L’étude de l’ESB, qui a porté sur les sociétés énergétiques Essent, Eneco Consumers, Vattenfall, Budget Thuis, ENGIE Retail et ENGIE United Consumers, confirme cette image. Les prix des matières premières (énergie, gaz) ont fortement augmenté de fin 2021 à début 2022. Ce n’est qu’à partir de la fin du printemps 2022 que ces coûts d’achat plus élevés ont été progressivement répercutés sur les consommateurs. Et lorsque les prix des matières premières ont recommencé à baisser début 2023, les prix à la consommation ont également emboîté le pas quelques mois plus tard. Selon l’étude de l’ESB, la période entre la hausse des coûts d’achat et l’augmentation des prix à la consommation et la baisse des coûts d’achat et la baisse des prix à la consommation était plus ou moins la même. Et le « retard » dans la hausse et la baisse des prix ne s’écarte pas de ce qui est normal dans le secteur.

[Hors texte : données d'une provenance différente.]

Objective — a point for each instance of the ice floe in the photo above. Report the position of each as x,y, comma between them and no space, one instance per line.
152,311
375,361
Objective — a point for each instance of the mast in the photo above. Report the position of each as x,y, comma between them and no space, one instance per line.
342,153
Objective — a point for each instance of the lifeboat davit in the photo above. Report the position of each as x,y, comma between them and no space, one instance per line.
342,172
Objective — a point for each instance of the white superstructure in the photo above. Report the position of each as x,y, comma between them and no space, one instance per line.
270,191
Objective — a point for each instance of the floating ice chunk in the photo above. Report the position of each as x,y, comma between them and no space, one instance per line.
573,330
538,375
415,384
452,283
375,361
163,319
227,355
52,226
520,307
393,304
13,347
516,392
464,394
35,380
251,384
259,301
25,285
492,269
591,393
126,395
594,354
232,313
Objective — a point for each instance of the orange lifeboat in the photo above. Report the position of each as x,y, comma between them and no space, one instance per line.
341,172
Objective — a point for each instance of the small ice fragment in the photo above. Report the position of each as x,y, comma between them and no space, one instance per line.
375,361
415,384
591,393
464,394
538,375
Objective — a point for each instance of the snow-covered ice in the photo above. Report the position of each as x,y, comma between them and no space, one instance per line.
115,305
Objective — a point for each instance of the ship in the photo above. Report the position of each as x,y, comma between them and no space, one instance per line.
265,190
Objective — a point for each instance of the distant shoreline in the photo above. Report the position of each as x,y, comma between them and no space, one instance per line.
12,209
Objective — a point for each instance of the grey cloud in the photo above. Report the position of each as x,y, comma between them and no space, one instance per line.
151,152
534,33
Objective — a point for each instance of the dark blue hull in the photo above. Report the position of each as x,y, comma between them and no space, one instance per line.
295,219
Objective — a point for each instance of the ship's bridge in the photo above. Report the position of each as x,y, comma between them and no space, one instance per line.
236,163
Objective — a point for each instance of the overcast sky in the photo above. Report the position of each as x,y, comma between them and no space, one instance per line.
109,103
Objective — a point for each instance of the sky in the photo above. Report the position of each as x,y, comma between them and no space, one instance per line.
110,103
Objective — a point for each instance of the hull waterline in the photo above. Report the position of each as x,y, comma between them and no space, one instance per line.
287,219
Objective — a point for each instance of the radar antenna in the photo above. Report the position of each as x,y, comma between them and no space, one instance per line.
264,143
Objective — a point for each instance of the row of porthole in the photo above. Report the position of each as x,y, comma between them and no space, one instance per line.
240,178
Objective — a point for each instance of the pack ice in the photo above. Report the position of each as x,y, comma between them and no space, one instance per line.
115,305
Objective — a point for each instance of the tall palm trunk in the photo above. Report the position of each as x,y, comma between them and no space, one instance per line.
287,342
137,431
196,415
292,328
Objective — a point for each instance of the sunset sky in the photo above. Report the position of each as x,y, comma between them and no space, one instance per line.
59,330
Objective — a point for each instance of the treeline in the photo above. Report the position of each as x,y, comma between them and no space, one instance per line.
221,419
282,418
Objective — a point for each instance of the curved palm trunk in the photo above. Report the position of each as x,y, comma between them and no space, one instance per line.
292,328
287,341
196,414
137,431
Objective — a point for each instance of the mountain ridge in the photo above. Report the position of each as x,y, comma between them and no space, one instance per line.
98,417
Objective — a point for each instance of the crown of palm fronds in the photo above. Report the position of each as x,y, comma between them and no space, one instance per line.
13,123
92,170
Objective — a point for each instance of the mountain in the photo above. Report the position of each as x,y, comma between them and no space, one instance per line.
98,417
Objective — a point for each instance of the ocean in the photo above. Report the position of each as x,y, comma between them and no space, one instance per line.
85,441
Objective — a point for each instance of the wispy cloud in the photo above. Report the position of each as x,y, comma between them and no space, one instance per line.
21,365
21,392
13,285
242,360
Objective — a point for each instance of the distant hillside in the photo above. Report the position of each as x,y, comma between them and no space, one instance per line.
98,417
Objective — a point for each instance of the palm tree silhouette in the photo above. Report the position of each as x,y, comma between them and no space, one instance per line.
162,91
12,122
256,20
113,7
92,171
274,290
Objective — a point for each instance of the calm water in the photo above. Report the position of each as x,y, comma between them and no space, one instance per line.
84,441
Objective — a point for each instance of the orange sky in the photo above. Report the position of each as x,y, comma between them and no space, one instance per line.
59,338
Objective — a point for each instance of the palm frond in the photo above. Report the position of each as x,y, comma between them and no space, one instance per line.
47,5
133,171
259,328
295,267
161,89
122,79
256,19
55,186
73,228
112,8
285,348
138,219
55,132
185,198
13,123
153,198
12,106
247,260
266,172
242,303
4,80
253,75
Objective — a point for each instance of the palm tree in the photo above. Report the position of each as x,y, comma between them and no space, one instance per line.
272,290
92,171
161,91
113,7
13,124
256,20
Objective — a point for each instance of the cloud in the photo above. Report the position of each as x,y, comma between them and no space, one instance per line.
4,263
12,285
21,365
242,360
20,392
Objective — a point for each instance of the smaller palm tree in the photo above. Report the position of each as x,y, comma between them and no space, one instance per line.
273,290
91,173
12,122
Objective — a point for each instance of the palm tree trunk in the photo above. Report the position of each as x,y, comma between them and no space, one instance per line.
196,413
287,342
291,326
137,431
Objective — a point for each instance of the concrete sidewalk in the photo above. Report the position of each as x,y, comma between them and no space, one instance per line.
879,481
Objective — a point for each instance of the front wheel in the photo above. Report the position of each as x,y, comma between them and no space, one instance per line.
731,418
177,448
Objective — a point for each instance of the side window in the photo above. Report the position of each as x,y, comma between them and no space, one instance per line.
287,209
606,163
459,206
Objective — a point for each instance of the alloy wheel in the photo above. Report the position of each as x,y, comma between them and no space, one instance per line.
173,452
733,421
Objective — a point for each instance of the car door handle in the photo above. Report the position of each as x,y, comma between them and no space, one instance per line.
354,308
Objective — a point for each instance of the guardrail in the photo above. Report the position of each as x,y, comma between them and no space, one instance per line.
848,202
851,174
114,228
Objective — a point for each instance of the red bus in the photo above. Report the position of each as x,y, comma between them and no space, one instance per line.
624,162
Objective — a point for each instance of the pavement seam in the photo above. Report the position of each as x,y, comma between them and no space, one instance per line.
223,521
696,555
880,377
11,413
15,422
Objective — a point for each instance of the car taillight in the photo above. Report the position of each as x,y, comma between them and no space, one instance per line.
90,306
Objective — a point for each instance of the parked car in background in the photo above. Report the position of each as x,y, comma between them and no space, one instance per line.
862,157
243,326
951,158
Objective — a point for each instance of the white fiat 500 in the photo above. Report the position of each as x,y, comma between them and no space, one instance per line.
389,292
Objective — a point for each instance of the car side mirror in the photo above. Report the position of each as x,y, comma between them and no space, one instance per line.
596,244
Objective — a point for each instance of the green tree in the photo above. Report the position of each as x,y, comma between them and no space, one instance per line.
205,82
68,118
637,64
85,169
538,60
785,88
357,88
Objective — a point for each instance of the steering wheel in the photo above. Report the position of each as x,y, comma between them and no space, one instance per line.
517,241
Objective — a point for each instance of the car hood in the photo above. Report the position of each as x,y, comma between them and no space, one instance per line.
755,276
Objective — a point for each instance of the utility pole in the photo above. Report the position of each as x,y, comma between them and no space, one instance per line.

Bref, s’il y avait des fusées et des plumes, la crise énergétique n’aurait pas aggravé la situation.

visualisation graphique

C’est en soi une bonne nouvelle : les consommateurs n’ont pas été davantage touchés par les hausses rapides des prix ni par les lentes baisses des prix. Dans le même temps, l’absence de marges brutes plus élevées ne dit rien des douleurs qui sont certainement ressenties en raison de l’inflation. L’électricité et le gaz restent respectivement 50 et 70 pour cent plus chers que d’habitude jusqu’en 2020, selon l’étude de l’ESB. Car c’est là le vrai malheur de l’inflation : numériquement, les choses se sont un peu calmées, mais les hausses de prix de ces dernières années n’ont jamais été inversées. Ceux-ci sont toujours pris en compte quotidiennement dans les courses et les factures d’énergie.